Beschlagnahmungen von Fahrzeugen bedeuten eingeschränkte Mobilität für unsere Patient:innen

Die jüngste Politik und die Einschränkungen für Menschen auf der Flucht im Libanon haben auch dazu geführt, dass Autos und Motorräder von vielen Syrer:innen konfisziert wurden. Oft waren diese Fahrzeuge ihr einziges erschwingliches Transportmittel, nachdem die Wirtschaftskrise die Kosten für Taxis und öffentliche Verkehrsmittel in die Höhe getrieben hatte.  

Mahmoud, 56, wird im Spital in Arsal, das sich fünf Kilometer von seinem Zuhause entfernt befindet, wegen Diabetes behandelt. Er ist einer von vielen Patient:innen, die nur noch mit Mühe zu den Kontrolluntersuchungen und zur Abholung ihrer Medikamente ins Spital kommen können. «Früher bin ich mit dem Motorrad in die Klinik gefahren», sagt er, «aber die neuen Vorschriften verbieten uns die Benutzung von Motorrädern, so dass ich den Weg jetzt zu Fuss zurücklegen muss.»   

«Die Beschlagnahmung von Fahrzeugen hat dazu geführt, dass viele bedürftige Menschen kein zuverlässiges Transportmittel mehr haben», sagt Einsatzleiter Marcelo Fernandez.

Diese Massnahme hat die Probleme von Menschen, die ohnehin nur über begrenzte Ressourcen und Bewegungsfreiheit verfügen, noch verschärft und ihren Zugang zu lebenswichtiger medizinischer Versorgung weiter erschwert. Diese Situation ist unhaltbar. Keine Massnahme sollte auf Kosten der Gesundheit der Menschen gehen.
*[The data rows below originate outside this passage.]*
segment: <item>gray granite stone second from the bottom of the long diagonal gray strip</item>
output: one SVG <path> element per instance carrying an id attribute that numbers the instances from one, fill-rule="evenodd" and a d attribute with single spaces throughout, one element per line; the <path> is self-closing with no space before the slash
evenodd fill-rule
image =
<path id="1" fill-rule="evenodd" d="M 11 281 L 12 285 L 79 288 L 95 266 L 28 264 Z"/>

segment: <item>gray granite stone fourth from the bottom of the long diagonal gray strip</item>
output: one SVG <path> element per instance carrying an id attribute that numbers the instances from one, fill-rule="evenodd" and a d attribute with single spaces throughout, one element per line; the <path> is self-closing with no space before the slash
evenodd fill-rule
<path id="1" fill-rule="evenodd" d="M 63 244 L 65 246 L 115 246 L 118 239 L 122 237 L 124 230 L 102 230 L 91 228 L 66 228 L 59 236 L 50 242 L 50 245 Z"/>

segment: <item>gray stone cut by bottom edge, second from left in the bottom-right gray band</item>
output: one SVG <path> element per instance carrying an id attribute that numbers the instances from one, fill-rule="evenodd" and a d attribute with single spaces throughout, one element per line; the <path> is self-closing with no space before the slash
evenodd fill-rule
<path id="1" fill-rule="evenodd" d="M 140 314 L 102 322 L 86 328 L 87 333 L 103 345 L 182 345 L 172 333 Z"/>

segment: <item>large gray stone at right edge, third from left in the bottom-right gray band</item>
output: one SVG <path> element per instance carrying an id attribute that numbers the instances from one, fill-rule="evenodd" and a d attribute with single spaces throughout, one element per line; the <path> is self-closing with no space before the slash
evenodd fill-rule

Alle marginalisierten Personengruppen sollten unabhängig von ihrer Herkunft oder ihrem Status gleichermaßen Zugang zu einer rechtzeitigen medizinischen Versorgung haben.

Marcelo Fernandez, Einsatzleiter im Libanon

 * Die Namen der Patient:innen wurden geändert, um ihre Identität zu schützen.   

Über unsere Projekte im Libanon

Ärzte ohne Grenzen war erstmals 1976 im Libanon aktiv und ist seit 2008 ohne Unterbrechung im Land tätig. Wir arbeiten derzeit an sieben Standorten im Libanon und bieten kostenlose medizinische Versorgung für bedürftige Bevölkerungsgruppen, darunter libanesische Bürger:innen, Menschen auf der Flucht und Wanderarbeiter:innen.

Zu unseren Leistungen gehören:

  • psychologische Betreuung
  • sexuelle und reproduktive Gesundheitsfürsorge
  • pädiatrische Betreuung
  • Impfungen
  • Behandlung von nicht übertragbaren Krankheiten wie Diabetes.

Mit mehr als 700 Mitarbeiter:innen im Libanon führen wir jedes Jahr rund 150 000 medizinische Konsultationen durch.